『講談・関ヶ原軍記 』
解説文/旭堂南海
今回、底本としたものを挙げよと言われると非常に困惑する。と言うのも、そもそも講談の『関ヶ原軍記』自体、そう多くの講談本が出版されてない。吉沢英明氏の労作『講談作品事典』を繙くと、放牛舎桃林(明治31年)と、大阪の神田伯龍が出した6冊本(明治36年~)が紹介されているだけである。私の師匠・3代目旭堂南陵も、抜き読みで『荒大名の茶の湯』『大谷刑部の最期』を口演していた程度。
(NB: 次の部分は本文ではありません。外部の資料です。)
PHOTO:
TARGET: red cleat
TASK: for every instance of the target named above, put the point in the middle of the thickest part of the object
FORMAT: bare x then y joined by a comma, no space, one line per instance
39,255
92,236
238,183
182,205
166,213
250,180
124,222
2代目南陵は、膨大な量の新聞連載や講談本を世に送り出したが、管見の限りでは『関ヶ原軍記』は無い(不勉強にしてどこかにあるのであれば是非拝読したいもの)。
以上、少ないながら記した先行作品を参考にした事は間違い無いのだが、そのいずれもが、石田三成が一人奸智にして私欲の為に引き起こしたのが関ヶ原合戦で、それを治め、天下を平定したのが徳川家康であるという筋に終始している。これでは幾ら講談であるとは言いながら、今のご時世では到底通用する筈もない。
講談は江戸時代に写本で出回った実録を元にしている場合が多いが、関ヶ原合戦も『慶長軍記』『関ヶ原軍記大成』『関ヶ原軍記大全』と時代が下がるにつれ増幅改変されてきた実録を元にしている。それらを見ると、実は三成は根っからの邪知者ではなく、豊臣の為に義を貫く姿も見せている。それが、講談には全く採用され無かったという事か。
神田伯龍の講談本の外題・角書は『講談・太閤記後日譚』となっている。秀吉の一代記である『太閤記』で、加藤清正、福島正則、池田輝政、細川忠興、黒田長政など、豪傑にして忠勇の士として描かれた大名達がこぞって、「関ヶ原」では家康に与し、豊臣に刃を向けるのだが、『太閤記』の続き物である「関ヶ原」で、彼等を悪者にする事など出来ない。必然的に三成一人を悪に仕立て上げねばならなかったのであろう。
以上のような点から、今回の底本はコレというものが無く、創作部分がかなりある。その辺りも想像しながらお聴き下さると幸いである。